Debt by the defendants in error against the plaintiffs in error, upon a bond of which the following is a copy. The date is the 15th of March, 1850. “Know all men by these presents, that Isaac Schooley and Arner Allen, of, &c., are held and firmly bound unto James Stoops, John. M. Myers, and Andrew M. Earley, of, &c., in the penal sum of 600 dollars, for the payment of which they bind themselves, &c. The condition of the above obligation is as follows: that the above-named Schooley has this day sold unto the said Stoops, Myers, and Earley, a tract or parcel of land lying in Grant county, Indiana, and described as follows: a part, &c., containing eighty acres, for the sum of 1,200 dollars, the receipt of which is hereby acknowledged, for which the said Schooley made unto the said Stoops, Myers, and Earley, a warranty deed, conveying to them the title in fee-simple of said premises, while at the same time an incumbrance remained by mortgage, of 200 dollars, in favor of Russ and Beauchamp, dated June 1st, 1841, at 10 per cent, interest; now, if the said Schooley satisfies the said mortgage or incumbrance within seventy-five days from the making of this obligation, then,” &c.

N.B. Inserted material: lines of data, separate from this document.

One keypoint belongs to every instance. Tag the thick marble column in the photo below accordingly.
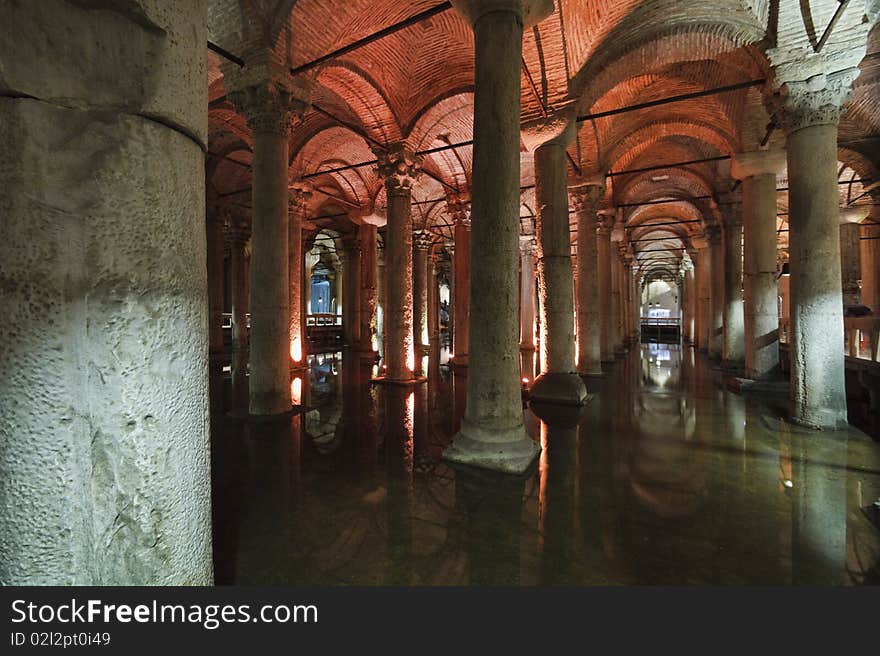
(400, 169)
(215, 229)
(239, 233)
(527, 291)
(603, 278)
(459, 207)
(704, 293)
(104, 451)
(586, 198)
(492, 431)
(689, 303)
(299, 197)
(809, 118)
(716, 292)
(758, 171)
(368, 293)
(352, 264)
(422, 243)
(850, 264)
(381, 281)
(869, 258)
(269, 101)
(733, 335)
(558, 381)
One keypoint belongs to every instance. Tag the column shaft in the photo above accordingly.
(527, 295)
(817, 358)
(104, 415)
(492, 432)
(462, 275)
(558, 382)
(761, 313)
(589, 315)
(734, 337)
(603, 268)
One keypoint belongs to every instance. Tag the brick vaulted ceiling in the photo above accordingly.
(416, 85)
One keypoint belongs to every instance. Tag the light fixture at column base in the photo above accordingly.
(559, 388)
(511, 451)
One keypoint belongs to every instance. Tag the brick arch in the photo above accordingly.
(656, 35)
(366, 99)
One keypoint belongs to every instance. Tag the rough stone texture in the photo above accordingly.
(492, 431)
(104, 456)
(761, 314)
(817, 358)
(716, 294)
(733, 351)
(588, 315)
(603, 269)
(527, 294)
(559, 381)
(299, 198)
(850, 265)
(421, 246)
(400, 169)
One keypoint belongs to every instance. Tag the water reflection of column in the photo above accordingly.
(240, 391)
(492, 504)
(265, 526)
(559, 441)
(399, 417)
(819, 512)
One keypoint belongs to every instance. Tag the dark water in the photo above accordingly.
(666, 478)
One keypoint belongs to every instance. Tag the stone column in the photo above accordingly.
(850, 263)
(367, 235)
(399, 168)
(459, 206)
(381, 278)
(716, 293)
(351, 281)
(215, 228)
(527, 247)
(733, 335)
(558, 381)
(492, 431)
(869, 258)
(603, 269)
(239, 232)
(269, 101)
(586, 198)
(758, 171)
(299, 197)
(704, 291)
(422, 242)
(433, 314)
(689, 304)
(103, 288)
(809, 116)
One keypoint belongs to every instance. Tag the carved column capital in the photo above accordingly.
(528, 245)
(585, 196)
(604, 225)
(423, 240)
(399, 167)
(299, 196)
(817, 100)
(459, 206)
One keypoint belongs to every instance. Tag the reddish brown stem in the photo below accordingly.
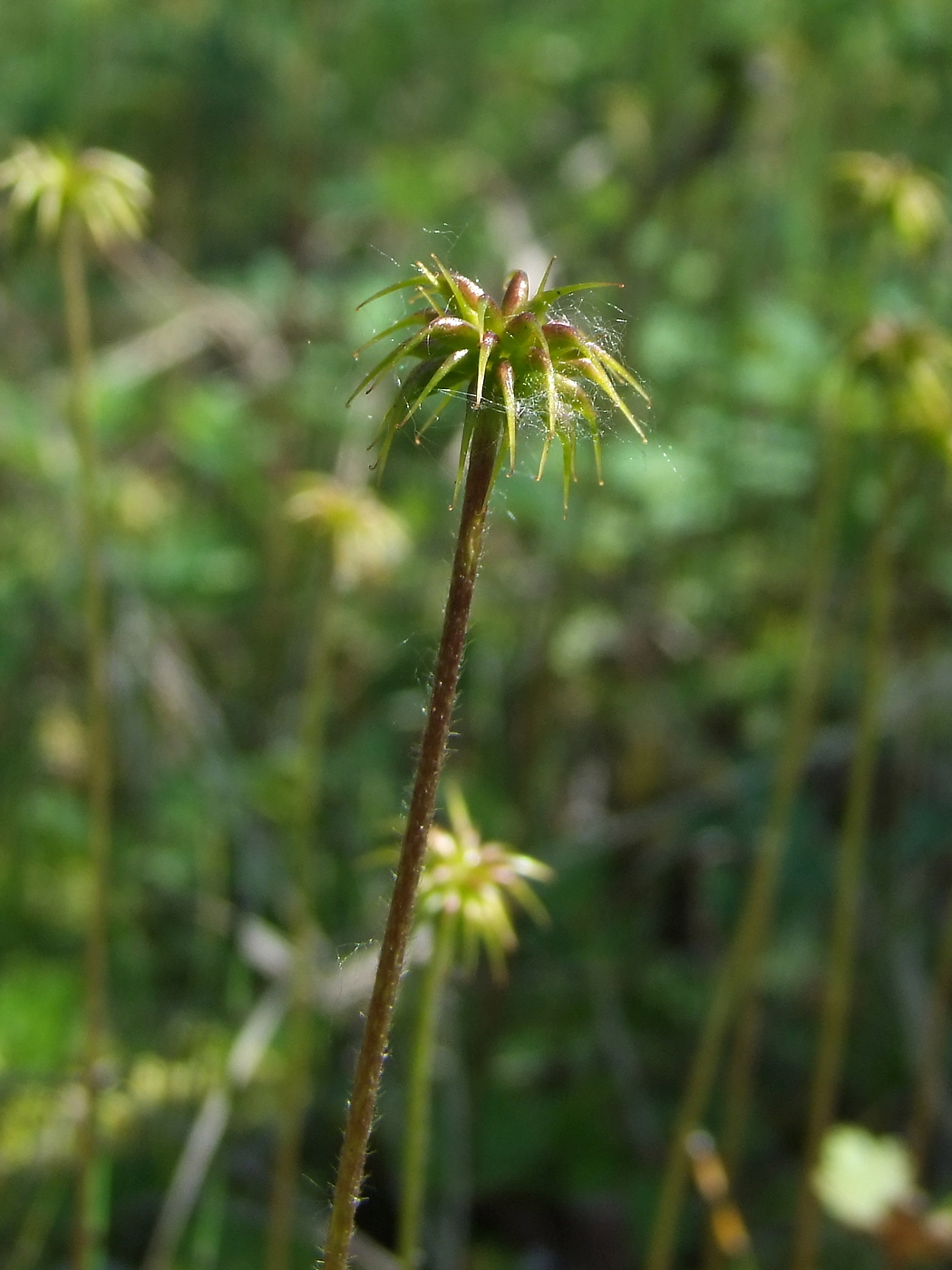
(433, 747)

Breach, that he did not satisfy said incumbrance.

The defendants made default; a jury of inquiry was sworn to assess the damages; the only evidence offered for their consideration was the bond above set out; and they were instructed by the Court that upon it, the measure of damages was the amount of the mortgage specified in the bond, with 10 per cent, interest from the 1st of *131June, 1841, which amount was accordingly assessed by the Jury, and judgment was rendered upon the assessment. The defendants excepted.

The payment by Schooley of the damages recovered below in this case, will not discharge him from liability to pay to Russ and Beauchamp the amount due on the mortgage upon the land sold to Stoops, Myers, and Earley. He may be sued for that claim at any time, and he, or his legal representative, must be sued for it whenever it shall be collected by suit.

Had the debt to Russ and Beauchamp, which Schooley and Allen bound themselves in the bond sued on to pay, been originally due from Stoops, Myers, and Earley, then, on the failure of said obligors to pay said debt, the direct liability of those three men would have remained to pay it, and on their recovery of the sum in a suit against said obligors, the said obligors would be discharged, and would not remain liable to pay the sum a second time. In such a case there would be no hardship, at least, in the recovery of the full amount in a suit on the bond before the party suing had actually paid the money.

But in the case before us, a party gives bond to pay a debt of his own, which is a lien on land sold by him, by a given day, and fails to do it. Nevertheless, he still remains liable to pay the debt, to be sued for it, and one or the other, or both of these things may happen. The purchasers of the land bound by the lien have not paid it off, and may never do it; and have not, so far as appears, suffered any inconvenience. Why, then, should they recover for damages they have not sustained, and may never sustain? Suppose Schooley and Allen had paid off the incumbrance in question to Russ and Beauchamp on the day after the forfeiture of the bond, and had then been sued by Stoops, Myers and Earley, would these men, in such case, have been entitled to recover the full amount, or could the defendants have shown that no damage had been sustained, and thus reduced the amount recovered to nominal damages? They may still pay off said incumbrance, and why should the obligees in the bond re*132cover more than nominal damages till they have sustained more ? They might, before suing, have gone forward and paid off the incumbrance, and then rightfully recovered the full amount. But they did not do so. They refused to pay it themselves, and they had a right so to refuse, and wait to see what the original debtor should do in the premises, holding the bond in question, with the additional security they had required on taking it, in reserve, to cover any damage they might sustain. We think the Court erred in their instruction to the jury.

J. Brownlee, for the plaintiffs. D. D. Pratt and D. M. Cox, for the defendants.

We are aware that there are cases, and particularly Lethbridge v. Mylton, 2 Barnw. and Adolph. 772, that seem to be against the view we have taken, but we think the rule they support an unreasonable one. See Sedgwick on Damages, 2 ed., pp. 182, 183.

Per Curiam.

The judgment is reversed with costs. Cause remanded, &c.